Pasti banyak orang berprasangka  begitu kejamnya judul tulisan ini. Tentu saja judul ini tidak begitu saja jatuh dari langit, ada akar historisnya dan tidak ironis bahwa  landas pijak lahirnya sebuah negara bangsa termasuk Indonesia hadir untuk melindungi segenap warga negara dari ancaman nyata antar individu (homo homini lupus), lantas negeri dihadirkan sebagai monster leviathan untuk menerkam  rakyat ( Thomas Hobes). Negara ini kita lahir karena adanya sumpa pemuda menyatakan kehendak antar individu melahirkan pejanjian berdirinya sebuah negara bangsa (pactum unionis), maka kedaulatan sepenuhnya berada ditangan rakyat (John Locke). Harus di sadari oleh Presiden Jokowi bahwa negara ini tidak pernah dilahirkan karena adanya penjanjian antara rakyat dan negara (pactum subjectionis) maka negara tidak bisa serta merta mengatur sesuai kehendak pribadi, presiden memiliki ruang terbatas yang dibatasi okeh kekuasan yang bersumber dari konstitusi. 

Saya bukan Descartesian atau pengikut Rene Descartes yang mengandalkan kehidupan berlogika dan nalar sebagai sentrum kehidupan. Namun bernalar dan berlogika seringkali menjadi penting tidak hanya di dunia akademia tetapi juga pentingnya logika dalam merancang bangun negara bangsa (nation-state) seperti Indonesia yang bangunan tata praja dan pranata hukumnya belum sempurna.

Apakah bernalar jika seorang Presiden yang pemimpin tertinggi sebagai Kepala Negara dan juga Kepala Pemerintahan perlu membentengi diri dari oposisi pemerintah?. Begitu jahatkah oposisi sehingga seorang Presiden yang juga adalah orang terpilih, terbersih, terbaik dari sisi pengetahuan (Knowledge), ketrampilan memimpin (skills) juga bermental baik (attitute) yang dipilih oleh partai-partai politik melalui tahapan seleksi secara ketat lantas memanfaatkan segala instrumen negara untuk kepentingan kekuasaan dirinya bukan untuk kepentingan umum atau kebaikan bersama (bonum commune).

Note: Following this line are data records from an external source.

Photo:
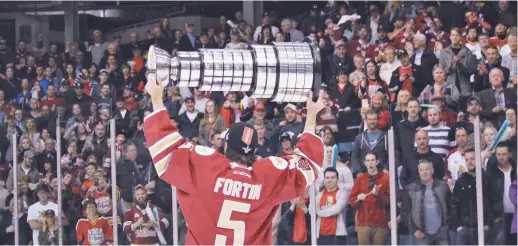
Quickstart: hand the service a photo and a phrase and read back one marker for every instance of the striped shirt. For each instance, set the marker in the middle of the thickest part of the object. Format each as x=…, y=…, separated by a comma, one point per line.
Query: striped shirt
x=438, y=139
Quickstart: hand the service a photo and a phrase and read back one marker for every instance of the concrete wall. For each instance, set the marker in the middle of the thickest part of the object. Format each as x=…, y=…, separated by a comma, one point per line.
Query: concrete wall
x=177, y=22
x=38, y=24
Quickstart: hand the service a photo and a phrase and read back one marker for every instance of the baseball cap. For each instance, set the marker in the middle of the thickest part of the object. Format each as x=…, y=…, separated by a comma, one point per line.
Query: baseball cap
x=29, y=153
x=242, y=138
x=285, y=137
x=50, y=212
x=43, y=187
x=290, y=106
x=438, y=96
x=259, y=107
x=234, y=31
x=190, y=98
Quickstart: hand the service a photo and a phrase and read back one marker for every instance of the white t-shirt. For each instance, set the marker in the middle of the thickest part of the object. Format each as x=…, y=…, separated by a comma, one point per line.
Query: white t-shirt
x=508, y=205
x=455, y=161
x=37, y=212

Ironi. Bahwa saat ini partai-partai yang justru mengusung kader terbaik mereka menjadi Presiden Republik Indonesia berusaha keras untuk mempertahankan kedigdayaan dengan menyalahgunakan kekuasaannya (abuse of power) dari ancaman hanya sekedar tekanan  verbal adalah sesat pikir dan sesat nalar. Presiden sebagai Kepala Negara dan Kepala Pemerintahan merupakan pengguna kekuasaan yang bersumber dari konstitusi, namun konstitusi negara mengamanatkan kekuasaan Presiden juga Tidak Tak Terbatas. Itu esensi negara yang perlu dipahami oleh Presiden Jokowi. 

Di saat presiden yang berada di Bizantium Kekuasaan yang saban hari disembah sujud oleh semua elemen bangsa justru memanfaatkan semua instrument negara hanya untuk melindungi diri sendiri yang berkuasa luar biasa. Sementara rakyat kecil berjuang setengah mati mencari perlindungan dan keadilan di negeri ini.

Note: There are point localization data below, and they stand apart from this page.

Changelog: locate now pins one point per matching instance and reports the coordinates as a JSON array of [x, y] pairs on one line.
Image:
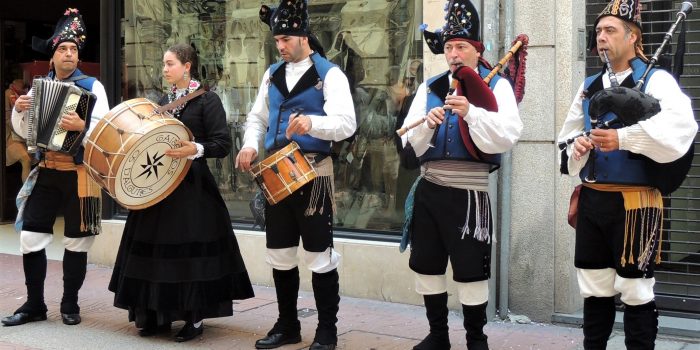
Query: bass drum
[[125, 153]]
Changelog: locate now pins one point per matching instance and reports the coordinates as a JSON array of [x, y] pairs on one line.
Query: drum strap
[[180, 101]]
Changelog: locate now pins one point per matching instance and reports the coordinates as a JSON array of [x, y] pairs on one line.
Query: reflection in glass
[[372, 41]]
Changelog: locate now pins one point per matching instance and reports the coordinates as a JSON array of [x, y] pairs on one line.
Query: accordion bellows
[[50, 101]]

Sangat naif, bilamana Presien menjadikan institusi negara sebagai alat kekuasaan maka tindakannya merupakan perwujudan nyata dari apa yang sering diungkapkan dan dikhawatirkan rakyat bahwa ternyata kekuasaan negara ibarat silet yang menyayat dan menancap tajam ke orang-orang kecil tetapi tumpul pada penguasa di singgasana kekuasaan.

Harus disadari bahwa dimana-mana di dunia ini, seorang Presiden hanya dilindungi dari ancaman keselamatan jiwa dan fisik yang terdiri ancaman luar (external treath) dan keamanan dan kenyamanan di dalam negeri. Dalam konteks ancaman ini, semua upaya perlindungan secara protokoler telah diberikan oleh negara sehingga tidak terlalu penting diberi perlindungan secara hukum apalagi terkait ujaran, demonstrasi dari rakyat terhadap Presiden sebagai kepala negara dan kepala pemerintahan. 

Negara kita menganut sistem meritokrasi termasuk jabatan Presiden Republik Indonesia. Terpilih melalui seleksi dan hasil pemilihan umum. Kedaulatan Presiden merupakan resultante dari kedaulatan individu melalui kumpulan satu orang, satu suara, satu nilai (Summa Potestas, sive summum, sive imperium dominium). Karena itu rakyat berhak mencabut kedaulatan, apalagi hanya sekedar menyampaikan pikirkan, perasaan dan pendapat untuk menilai kemajuan (progress) dan kemunduran (regress) atas kinerja Presiden. Presiden Pemangku jabatan publik sehingga mutlak untuk dinilai baik dalam pelaksanaan tugas dan tanggung jawab maupun juga cara bertutur, bertindak, mentalitas dan moralitasnya sebagai panutan seluruh rakyat. Presiden juga harus siap menerima berbagai cacian, makian, kritikan yang berorientasi kepada merendahkan harga diri dan martabat sekalipun sebagai bagian yang tidak terpisahkan antara jabatan Presiden dan pribadi. Sekali lagi bahwa Presiden itu orang yang terseleksi secara ketat termasuk kadar moralitas dan persoalan pribadinya sehingga sejatinya secara otomatis nyaris terhindar atau bahkan jauh dari ujaran kebencian. Namun jika rakyat menyampaikan kata-kata yang mengandung ujaran kebencian maka tentu saja terdapat persoalan yang serius dan kronis dilakukan oleh seorang presiden yang disegani dan dihormati. Karena itu justru yang harus diperiksa adalah Pemerintahannya yang tidak mempu mendeliver haluan negara kepada rakyatnya, bukan rakyat yang disalahkan. Karena itu saya menduga para pemimpin kita ini bernalar laba-laba, komplicated atau bahasa saya di Papua disebut logika rumit  (bunikigi)!.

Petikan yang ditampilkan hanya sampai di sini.